En somme, pour réduire les biais liés à la mesure et à l’observation liés aux performances des athlètes, une combinaison de sensibilisation, de mesure discrète, d’analyse à long terme, de création d’un environnement de confiance, d’utilisation contextuelle des données et d’une évaluation multidimensionnelle est nécessaire. Ces stratégies ensemble aideront à obtenir des données plus authentiques, reflétant de manière plus fidèle les véritables capacités et performances des athlètes.

Conclusion 

La transposition de l’interprétation de Copenhague dans le sport met en lumière l’impact significatif de la surveillance et de l’observation sur les performances des athlètes. Cette influence peut se manifester tant sur le plan psychologique que physiologique, entraînant des réactions variées allant de l’amélioration de la performance sous pression à l’anxiété et à la diminution des performances.

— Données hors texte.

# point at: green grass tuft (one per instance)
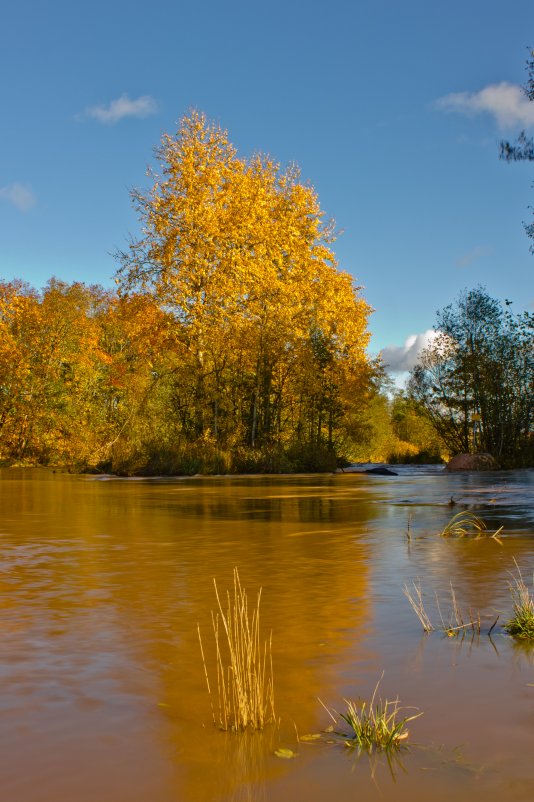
(521, 625)
(376, 724)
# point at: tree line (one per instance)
(234, 343)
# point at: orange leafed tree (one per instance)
(270, 333)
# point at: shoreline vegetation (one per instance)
(233, 343)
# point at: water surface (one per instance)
(103, 582)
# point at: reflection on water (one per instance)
(103, 583)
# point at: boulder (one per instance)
(472, 462)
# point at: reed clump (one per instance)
(453, 624)
(245, 692)
(466, 523)
(377, 724)
(521, 625)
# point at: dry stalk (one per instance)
(416, 601)
(244, 667)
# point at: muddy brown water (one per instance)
(103, 582)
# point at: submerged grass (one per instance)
(376, 724)
(245, 693)
(467, 523)
(453, 624)
(521, 625)
(415, 598)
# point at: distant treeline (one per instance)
(95, 380)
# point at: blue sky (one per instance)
(394, 112)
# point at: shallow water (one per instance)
(103, 582)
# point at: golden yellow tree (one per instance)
(239, 253)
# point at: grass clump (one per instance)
(467, 523)
(244, 665)
(521, 625)
(376, 724)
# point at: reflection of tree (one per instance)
(127, 568)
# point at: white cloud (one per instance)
(398, 358)
(506, 102)
(472, 256)
(19, 195)
(120, 108)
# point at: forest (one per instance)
(232, 342)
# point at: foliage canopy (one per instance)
(476, 379)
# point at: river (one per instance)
(103, 582)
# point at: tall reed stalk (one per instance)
(521, 625)
(244, 665)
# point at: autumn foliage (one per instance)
(233, 341)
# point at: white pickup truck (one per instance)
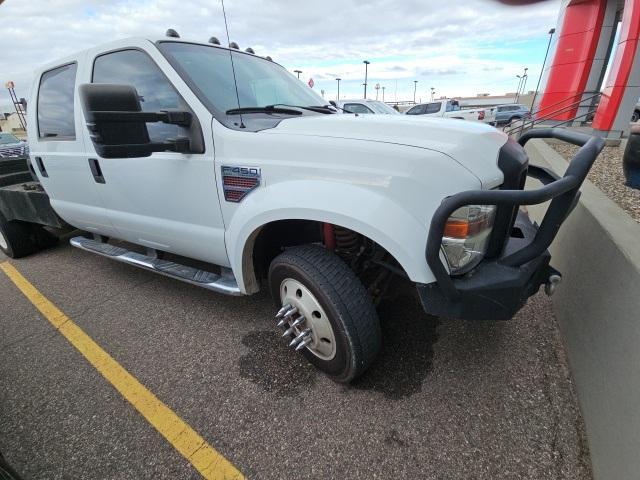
(450, 108)
(166, 163)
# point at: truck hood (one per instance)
(473, 145)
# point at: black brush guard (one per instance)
(497, 288)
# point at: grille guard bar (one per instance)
(563, 193)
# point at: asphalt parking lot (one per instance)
(446, 399)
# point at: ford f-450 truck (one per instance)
(165, 162)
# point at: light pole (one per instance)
(366, 67)
(524, 83)
(551, 32)
(521, 84)
(515, 100)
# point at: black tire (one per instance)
(20, 239)
(351, 313)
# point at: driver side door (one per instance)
(167, 200)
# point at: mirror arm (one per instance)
(173, 117)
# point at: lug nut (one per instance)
(304, 343)
(282, 311)
(300, 337)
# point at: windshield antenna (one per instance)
(235, 81)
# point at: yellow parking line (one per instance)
(205, 459)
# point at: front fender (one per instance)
(351, 206)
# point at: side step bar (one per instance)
(223, 283)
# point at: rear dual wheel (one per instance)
(325, 311)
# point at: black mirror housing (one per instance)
(118, 126)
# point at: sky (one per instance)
(459, 47)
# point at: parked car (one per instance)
(448, 109)
(506, 114)
(12, 147)
(319, 208)
(366, 106)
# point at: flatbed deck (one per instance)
(22, 198)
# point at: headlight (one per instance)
(466, 235)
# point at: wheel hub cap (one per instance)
(305, 321)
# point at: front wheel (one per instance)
(325, 311)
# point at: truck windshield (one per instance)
(208, 72)
(6, 138)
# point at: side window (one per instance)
(133, 67)
(433, 107)
(356, 108)
(56, 119)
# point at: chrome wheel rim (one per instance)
(305, 320)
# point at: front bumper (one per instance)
(492, 291)
(499, 286)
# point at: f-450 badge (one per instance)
(237, 182)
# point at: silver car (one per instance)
(366, 106)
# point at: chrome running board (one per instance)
(224, 282)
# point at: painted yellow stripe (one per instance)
(210, 463)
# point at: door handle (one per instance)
(96, 171)
(43, 171)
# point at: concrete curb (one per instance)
(598, 311)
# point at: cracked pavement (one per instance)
(445, 399)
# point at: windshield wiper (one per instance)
(267, 109)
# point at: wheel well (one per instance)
(271, 239)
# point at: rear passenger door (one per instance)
(57, 151)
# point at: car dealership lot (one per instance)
(446, 399)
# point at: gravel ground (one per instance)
(446, 399)
(607, 175)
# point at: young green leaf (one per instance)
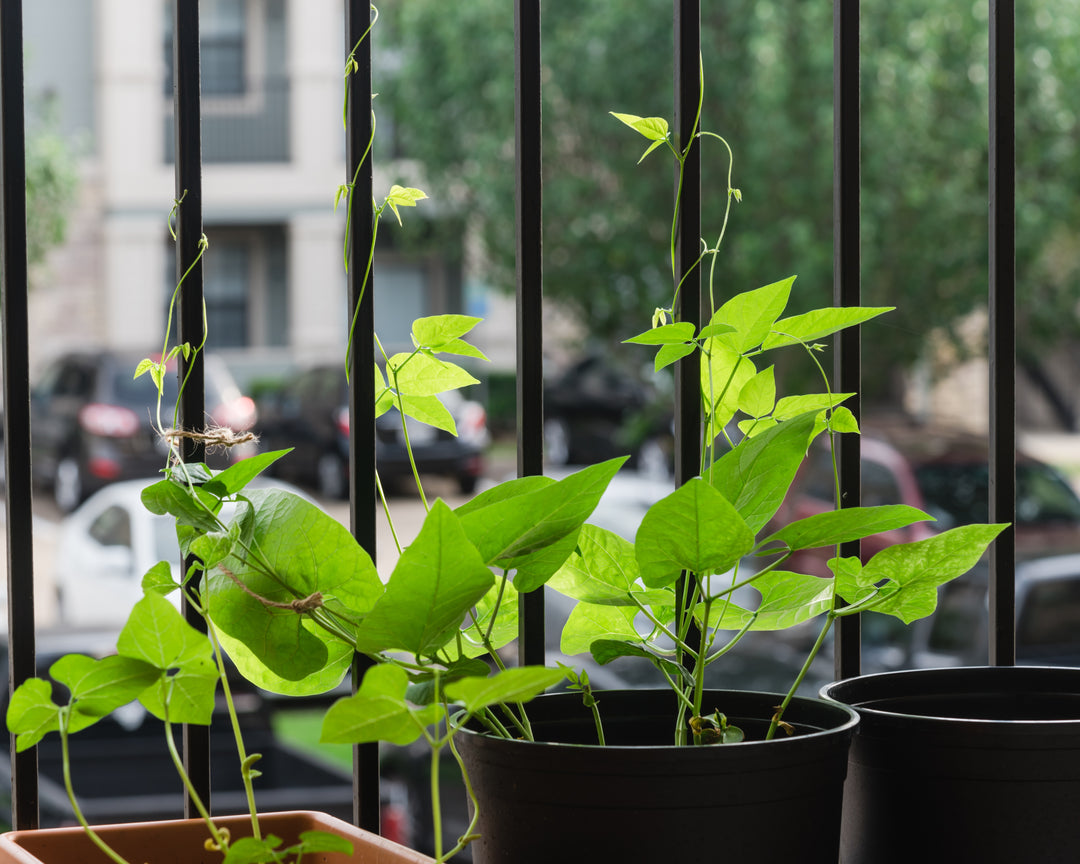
(694, 528)
(31, 713)
(918, 568)
(508, 527)
(833, 527)
(755, 475)
(666, 334)
(820, 323)
(98, 687)
(518, 684)
(378, 711)
(436, 581)
(589, 622)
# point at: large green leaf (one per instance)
(694, 528)
(301, 552)
(518, 684)
(99, 686)
(918, 568)
(31, 713)
(756, 474)
(589, 622)
(603, 569)
(787, 599)
(505, 528)
(157, 634)
(752, 313)
(819, 323)
(378, 711)
(436, 581)
(833, 527)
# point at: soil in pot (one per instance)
(643, 799)
(181, 841)
(979, 765)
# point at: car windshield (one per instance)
(961, 489)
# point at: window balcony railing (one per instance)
(261, 135)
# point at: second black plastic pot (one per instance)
(643, 799)
(959, 765)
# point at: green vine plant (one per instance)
(291, 597)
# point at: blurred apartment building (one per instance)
(273, 153)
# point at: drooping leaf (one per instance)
(439, 578)
(302, 553)
(187, 507)
(603, 569)
(434, 332)
(518, 684)
(99, 686)
(833, 527)
(378, 711)
(160, 579)
(918, 568)
(239, 474)
(787, 599)
(590, 622)
(694, 528)
(31, 713)
(753, 313)
(508, 527)
(665, 334)
(606, 650)
(758, 395)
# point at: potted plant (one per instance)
(291, 597)
(984, 761)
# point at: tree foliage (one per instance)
(768, 91)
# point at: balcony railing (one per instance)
(197, 129)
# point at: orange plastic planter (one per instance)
(181, 841)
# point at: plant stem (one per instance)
(113, 855)
(245, 765)
(829, 617)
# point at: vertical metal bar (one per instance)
(1002, 335)
(188, 173)
(359, 130)
(687, 243)
(16, 397)
(846, 281)
(686, 273)
(529, 226)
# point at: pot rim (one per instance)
(944, 680)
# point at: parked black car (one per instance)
(310, 414)
(596, 409)
(92, 420)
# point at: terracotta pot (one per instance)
(180, 841)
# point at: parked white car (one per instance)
(104, 549)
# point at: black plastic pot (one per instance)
(643, 799)
(959, 765)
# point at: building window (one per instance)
(244, 286)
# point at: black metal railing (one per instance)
(529, 297)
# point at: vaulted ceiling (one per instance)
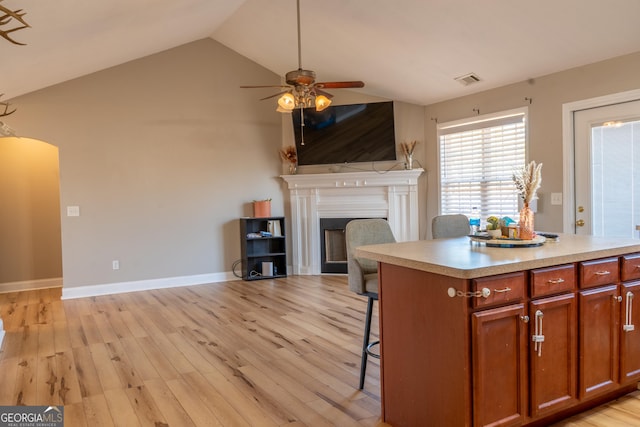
(407, 50)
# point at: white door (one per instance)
(607, 170)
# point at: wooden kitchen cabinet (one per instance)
(630, 332)
(500, 366)
(456, 347)
(553, 361)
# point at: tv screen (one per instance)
(345, 134)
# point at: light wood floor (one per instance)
(265, 353)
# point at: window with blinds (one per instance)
(477, 161)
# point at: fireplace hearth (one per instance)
(392, 195)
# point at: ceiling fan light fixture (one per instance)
(322, 102)
(287, 101)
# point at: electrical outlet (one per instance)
(73, 210)
(556, 198)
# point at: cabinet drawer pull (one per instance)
(538, 337)
(484, 293)
(628, 326)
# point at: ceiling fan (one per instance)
(301, 89)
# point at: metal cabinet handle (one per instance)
(628, 316)
(538, 337)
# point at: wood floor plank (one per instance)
(282, 352)
(213, 399)
(168, 404)
(146, 409)
(122, 412)
(96, 410)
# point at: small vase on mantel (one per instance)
(526, 223)
(409, 162)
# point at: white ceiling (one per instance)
(407, 50)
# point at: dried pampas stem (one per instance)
(528, 181)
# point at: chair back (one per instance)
(361, 232)
(455, 225)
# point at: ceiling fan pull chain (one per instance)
(301, 124)
(299, 39)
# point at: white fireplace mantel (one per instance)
(392, 195)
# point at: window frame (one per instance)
(473, 123)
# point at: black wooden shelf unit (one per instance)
(262, 242)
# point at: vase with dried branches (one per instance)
(527, 181)
(407, 150)
(289, 155)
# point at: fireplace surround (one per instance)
(392, 195)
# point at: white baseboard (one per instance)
(145, 285)
(29, 285)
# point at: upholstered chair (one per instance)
(455, 225)
(363, 273)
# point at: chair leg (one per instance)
(365, 343)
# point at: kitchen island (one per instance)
(475, 336)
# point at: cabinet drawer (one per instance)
(501, 289)
(598, 272)
(553, 280)
(630, 269)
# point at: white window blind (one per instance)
(477, 161)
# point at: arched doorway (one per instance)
(30, 226)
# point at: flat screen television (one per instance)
(345, 134)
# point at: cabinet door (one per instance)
(553, 354)
(499, 366)
(630, 333)
(598, 338)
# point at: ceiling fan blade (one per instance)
(339, 85)
(274, 95)
(258, 87)
(321, 92)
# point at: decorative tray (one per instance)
(505, 242)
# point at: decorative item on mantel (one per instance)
(289, 155)
(407, 150)
(527, 180)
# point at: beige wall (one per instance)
(30, 248)
(162, 155)
(548, 95)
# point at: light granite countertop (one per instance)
(461, 258)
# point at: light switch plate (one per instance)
(73, 210)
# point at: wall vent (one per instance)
(468, 79)
(5, 130)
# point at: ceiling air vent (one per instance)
(467, 79)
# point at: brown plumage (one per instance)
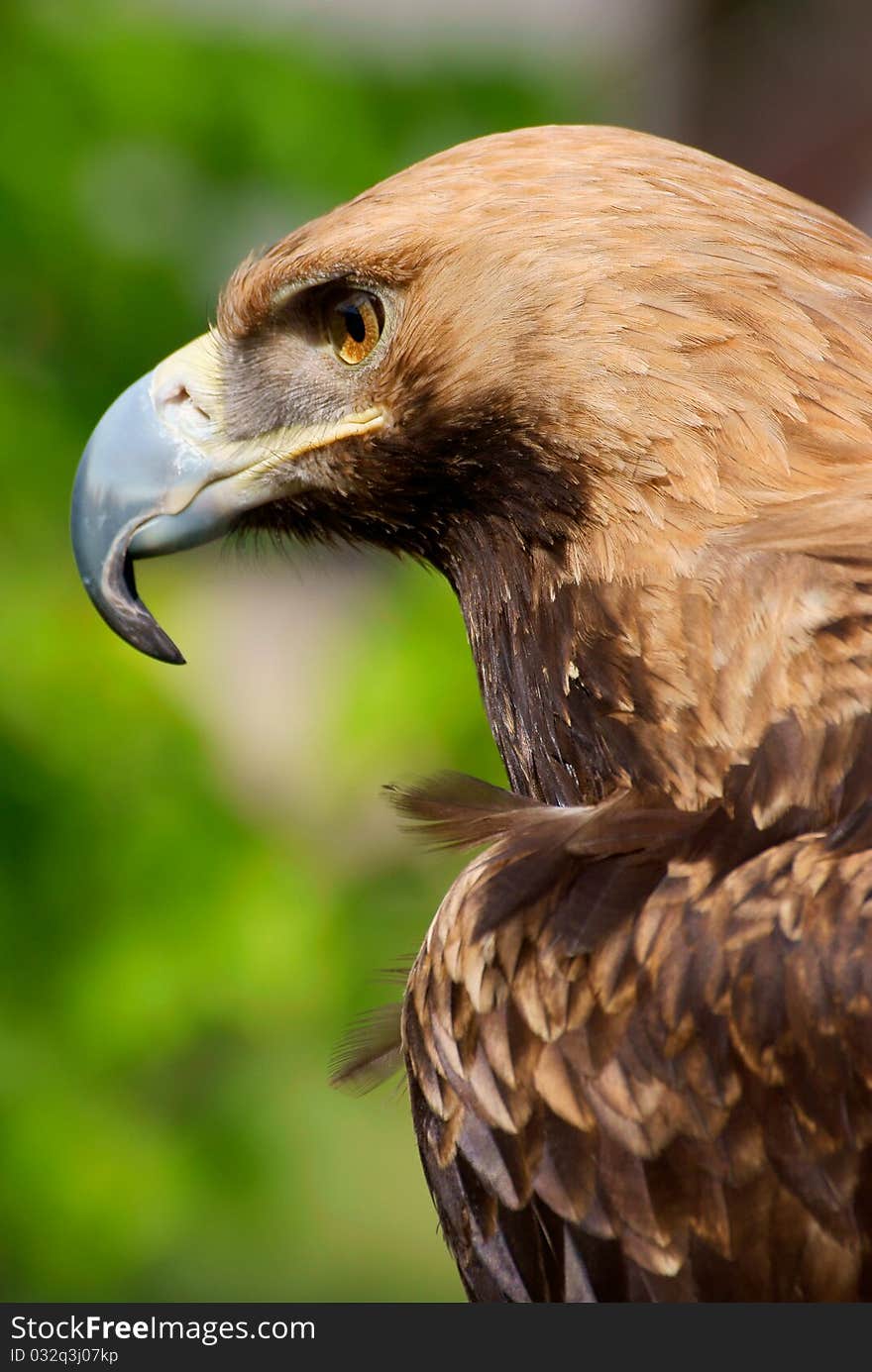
(628, 413)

Dans ce contexte, un aspect crucial à considérer est la collecte de données sur les athlètes. Alors que les technologies avancées et les méthodes de suivi permettent une analyse détaillée des performances, elles introduisent également un biais potentiel : les athlètes peuvent modifier inconsciemment leur comportement en réponse à la surveillance, faussant ainsi les données collectées. Cette réalité pose la question de la fiabilité des données dans le domaine sportif et interpelle sur la nécessité de trouver des moyens pour limiter ce biais.